Lecture 5: SMT: Foundations

Week 5 | Apr 27 – May 3

Real verification problems span multiple theories at once: a heap routine touches arrays, integer indices, and uninterpreted helpers all in one formula. Today we make cooperation precise. First-order logic gives the language for what theory solvers know; Nelson-Oppen gives the protocol they use to talk. Practice motivates with three escalating demos, Theory makes the protocol formal and works through both the convex and non-convex cases, and Studio is hands-on practice on the FOL evaluator and small mixed-theory queries.

What We Cover

Practice opens with two implementations of in-place swap on an array, equivalent on plain variables but with a real bug when indices alias. Two theories cooperated to find it: array reasoning to compare the final arrays, integer reasoning to produce the aliasing witness.
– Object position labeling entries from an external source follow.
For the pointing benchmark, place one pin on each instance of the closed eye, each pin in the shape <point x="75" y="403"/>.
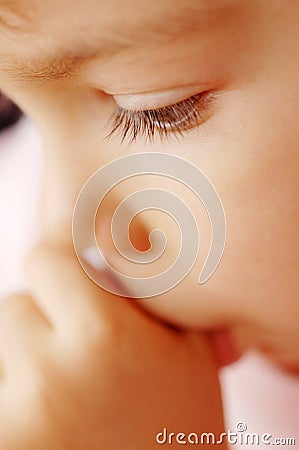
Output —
<point x="173" y="119"/>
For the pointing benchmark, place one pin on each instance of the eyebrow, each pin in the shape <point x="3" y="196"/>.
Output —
<point x="33" y="70"/>
<point x="169" y="25"/>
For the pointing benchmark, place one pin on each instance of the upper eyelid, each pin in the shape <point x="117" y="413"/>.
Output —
<point x="177" y="118"/>
<point x="157" y="100"/>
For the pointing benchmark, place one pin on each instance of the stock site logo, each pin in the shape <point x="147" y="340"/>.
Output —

Then a small formula sharpens the point: each side satisfiable on its own, the combination unsatisfiable, with a hidden disjunction sitting between them. The third demo runs through Bradley and Manna's worked example live, three notes passing back and forth between the linear-real reasoner and the equality reasoner, each verified by Z3 acting as oracle on the side.

Theory opens the protocol. First-order logic gives us structures and the precise theory-solver contract that L03 hand-waved. Nelson-Oppen needs three restrictions on the theories it combines, and the third one (stably infinite) is honestly metagame: a fix to a hole in the original 1979 paper. Purification is structurally identical to Tseitin from Week 1, just with cross-theory subterms instead of subformulas. Equality propagation is the loop that closes the cooperation. Convex theories propagate single equalities and are clean; non-convex theories like the integers force a case split, which is exactly what Practice's middle formula needed. Theory closes by paying off the worked example and naming what is left for L06.

Studio is the only practice studio of the SMT block (next week's Studio is the R3 reading discussion). Type the FOL evaluator from Theory's worked example, predict SAT or UNSAT on three mixed-theory Z3 queries, then construct your own cooperation-gap formula from scratch, with a midway class-wide sync to surface the question on top of your stack. Stretch: foreshadow L06 with a small ForAll axiom and a negated-instance check.